Allegations against DxID include that the retrospective chart review company added unsupported diagnosis codes to Medicare beneficiaries’ charts after a doctor visit, and the company “asked health care providers to sign addenda forms up to a year after a visit or encounter” to legitimize the unsupported diagnoses. The more risk adjusted payments DxID garnered for Independent Health (and other MAOs), the more money it made: “DxID operated on a contingency fee of up to 20% of the additional recovery that the MA Plans received based on diagnoses captured by DxID.”

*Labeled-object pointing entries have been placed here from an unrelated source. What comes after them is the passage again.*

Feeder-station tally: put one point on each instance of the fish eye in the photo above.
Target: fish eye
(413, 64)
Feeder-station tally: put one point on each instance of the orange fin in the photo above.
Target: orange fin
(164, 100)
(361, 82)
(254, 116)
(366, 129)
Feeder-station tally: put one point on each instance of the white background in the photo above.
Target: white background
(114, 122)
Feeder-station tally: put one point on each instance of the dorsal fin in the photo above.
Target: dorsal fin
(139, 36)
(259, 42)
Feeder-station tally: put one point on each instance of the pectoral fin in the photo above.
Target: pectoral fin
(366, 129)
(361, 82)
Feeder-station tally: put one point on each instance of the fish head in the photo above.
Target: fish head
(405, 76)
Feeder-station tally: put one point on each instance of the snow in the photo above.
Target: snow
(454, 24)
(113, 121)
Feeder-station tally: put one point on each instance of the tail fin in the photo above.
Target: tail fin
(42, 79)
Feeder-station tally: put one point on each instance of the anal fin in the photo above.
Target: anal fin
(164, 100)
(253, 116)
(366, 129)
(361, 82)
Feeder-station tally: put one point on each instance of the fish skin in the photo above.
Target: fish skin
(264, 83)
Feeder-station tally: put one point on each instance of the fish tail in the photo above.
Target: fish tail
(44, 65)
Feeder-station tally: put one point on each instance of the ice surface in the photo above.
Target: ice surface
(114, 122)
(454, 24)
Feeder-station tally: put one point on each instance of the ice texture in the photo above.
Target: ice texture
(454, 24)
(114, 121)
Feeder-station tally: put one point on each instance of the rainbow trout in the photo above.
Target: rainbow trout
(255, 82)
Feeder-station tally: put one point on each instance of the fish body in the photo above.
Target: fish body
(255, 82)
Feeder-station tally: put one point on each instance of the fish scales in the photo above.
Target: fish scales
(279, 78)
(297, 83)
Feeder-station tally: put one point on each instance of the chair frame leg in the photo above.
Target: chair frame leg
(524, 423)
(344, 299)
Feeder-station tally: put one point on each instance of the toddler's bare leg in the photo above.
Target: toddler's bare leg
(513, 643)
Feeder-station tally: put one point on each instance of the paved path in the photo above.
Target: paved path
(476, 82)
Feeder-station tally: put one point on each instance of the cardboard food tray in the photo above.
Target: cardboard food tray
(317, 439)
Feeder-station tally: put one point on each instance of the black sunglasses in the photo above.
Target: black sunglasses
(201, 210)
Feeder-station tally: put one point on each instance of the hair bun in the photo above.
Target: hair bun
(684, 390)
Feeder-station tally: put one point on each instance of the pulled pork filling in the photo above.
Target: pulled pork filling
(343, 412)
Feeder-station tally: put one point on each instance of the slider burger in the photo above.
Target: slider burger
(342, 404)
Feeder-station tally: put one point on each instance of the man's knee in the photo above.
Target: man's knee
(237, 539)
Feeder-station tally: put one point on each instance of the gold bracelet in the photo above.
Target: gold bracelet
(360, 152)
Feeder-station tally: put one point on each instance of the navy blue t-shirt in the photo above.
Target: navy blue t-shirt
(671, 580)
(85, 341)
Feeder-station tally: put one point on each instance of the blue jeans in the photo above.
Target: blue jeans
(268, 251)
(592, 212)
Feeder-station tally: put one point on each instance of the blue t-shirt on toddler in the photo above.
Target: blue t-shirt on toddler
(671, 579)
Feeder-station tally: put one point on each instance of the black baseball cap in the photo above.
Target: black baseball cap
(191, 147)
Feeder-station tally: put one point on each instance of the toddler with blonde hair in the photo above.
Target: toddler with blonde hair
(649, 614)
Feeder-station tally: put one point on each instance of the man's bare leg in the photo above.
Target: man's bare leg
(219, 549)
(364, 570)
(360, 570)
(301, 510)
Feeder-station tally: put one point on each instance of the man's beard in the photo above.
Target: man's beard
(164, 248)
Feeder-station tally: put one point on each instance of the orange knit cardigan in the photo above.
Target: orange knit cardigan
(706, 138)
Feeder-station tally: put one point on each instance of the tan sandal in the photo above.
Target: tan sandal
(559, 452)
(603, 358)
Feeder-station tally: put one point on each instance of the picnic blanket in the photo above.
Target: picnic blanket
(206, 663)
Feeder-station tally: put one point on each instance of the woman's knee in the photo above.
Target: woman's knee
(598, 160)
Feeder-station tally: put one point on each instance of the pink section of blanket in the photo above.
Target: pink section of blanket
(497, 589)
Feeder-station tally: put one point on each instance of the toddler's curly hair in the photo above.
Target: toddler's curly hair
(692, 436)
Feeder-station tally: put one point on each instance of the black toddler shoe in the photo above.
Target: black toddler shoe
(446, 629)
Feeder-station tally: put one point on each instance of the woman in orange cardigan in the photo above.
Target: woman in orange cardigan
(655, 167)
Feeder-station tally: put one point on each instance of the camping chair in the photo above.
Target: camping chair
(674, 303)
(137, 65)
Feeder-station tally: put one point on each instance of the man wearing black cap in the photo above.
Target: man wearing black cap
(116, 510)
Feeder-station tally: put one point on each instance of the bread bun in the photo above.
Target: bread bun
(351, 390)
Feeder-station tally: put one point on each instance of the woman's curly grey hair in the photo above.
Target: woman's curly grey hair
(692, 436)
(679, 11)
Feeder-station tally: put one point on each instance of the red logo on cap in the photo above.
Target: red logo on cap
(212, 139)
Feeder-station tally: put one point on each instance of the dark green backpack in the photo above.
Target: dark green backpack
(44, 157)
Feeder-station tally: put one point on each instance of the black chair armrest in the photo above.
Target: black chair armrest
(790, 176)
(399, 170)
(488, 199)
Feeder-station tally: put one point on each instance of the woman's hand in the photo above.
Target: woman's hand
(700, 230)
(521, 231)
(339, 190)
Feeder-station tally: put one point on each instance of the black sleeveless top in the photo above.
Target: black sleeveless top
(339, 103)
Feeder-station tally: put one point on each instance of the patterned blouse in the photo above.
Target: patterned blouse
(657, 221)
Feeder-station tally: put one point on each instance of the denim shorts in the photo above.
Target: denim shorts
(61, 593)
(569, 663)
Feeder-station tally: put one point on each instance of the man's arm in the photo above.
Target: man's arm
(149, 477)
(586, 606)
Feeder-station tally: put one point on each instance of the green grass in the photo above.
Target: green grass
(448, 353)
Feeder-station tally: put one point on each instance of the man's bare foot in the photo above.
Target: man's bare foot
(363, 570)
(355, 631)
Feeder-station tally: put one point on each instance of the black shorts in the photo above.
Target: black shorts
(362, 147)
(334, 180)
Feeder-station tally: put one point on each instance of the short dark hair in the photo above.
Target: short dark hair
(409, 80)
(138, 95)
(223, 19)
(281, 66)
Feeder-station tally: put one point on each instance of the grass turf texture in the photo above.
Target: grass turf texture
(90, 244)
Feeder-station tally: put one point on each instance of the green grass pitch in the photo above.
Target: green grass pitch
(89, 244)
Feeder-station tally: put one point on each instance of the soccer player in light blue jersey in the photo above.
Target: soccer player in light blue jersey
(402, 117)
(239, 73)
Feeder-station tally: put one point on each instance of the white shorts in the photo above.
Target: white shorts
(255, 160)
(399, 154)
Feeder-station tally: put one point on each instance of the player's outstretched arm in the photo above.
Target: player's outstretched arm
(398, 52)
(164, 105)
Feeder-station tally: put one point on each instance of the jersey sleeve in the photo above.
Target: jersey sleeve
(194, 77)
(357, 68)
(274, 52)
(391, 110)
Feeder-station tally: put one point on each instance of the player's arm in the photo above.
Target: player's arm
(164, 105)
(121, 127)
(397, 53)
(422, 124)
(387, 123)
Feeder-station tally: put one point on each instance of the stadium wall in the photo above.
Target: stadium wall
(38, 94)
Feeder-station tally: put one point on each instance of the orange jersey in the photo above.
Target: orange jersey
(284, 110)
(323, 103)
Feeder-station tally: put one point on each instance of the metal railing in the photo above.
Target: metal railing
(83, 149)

As the United States Attorney for the Western District of New York said, “Defrauding taxpayer funded health care programs such as Medicare hurts not only taxpayers but our nation’s entire healthcare system.”  Making systematic exaggeration of sickness a company’s profit center is itself sick, as false diagnoses skew distribution of funds away from the neediest patients.  A DOJ Deputy Assistant Attorney General warned, “The department will continue to hold accountable health plans or providers that report unsupported diagnoses to inflate risk adjustment payments.”  In his December 2020 remarks, the DOJ Official described the exact situation of MAOs hiring auditors to “identify additional codes that would increase their Medicare reimbursement.”  The DOJ has publicly stated that health care fraud will remain a top focus of the Department’s False Claims Act enforcement efforts, particularly fraud schemes involving Medicare Part C.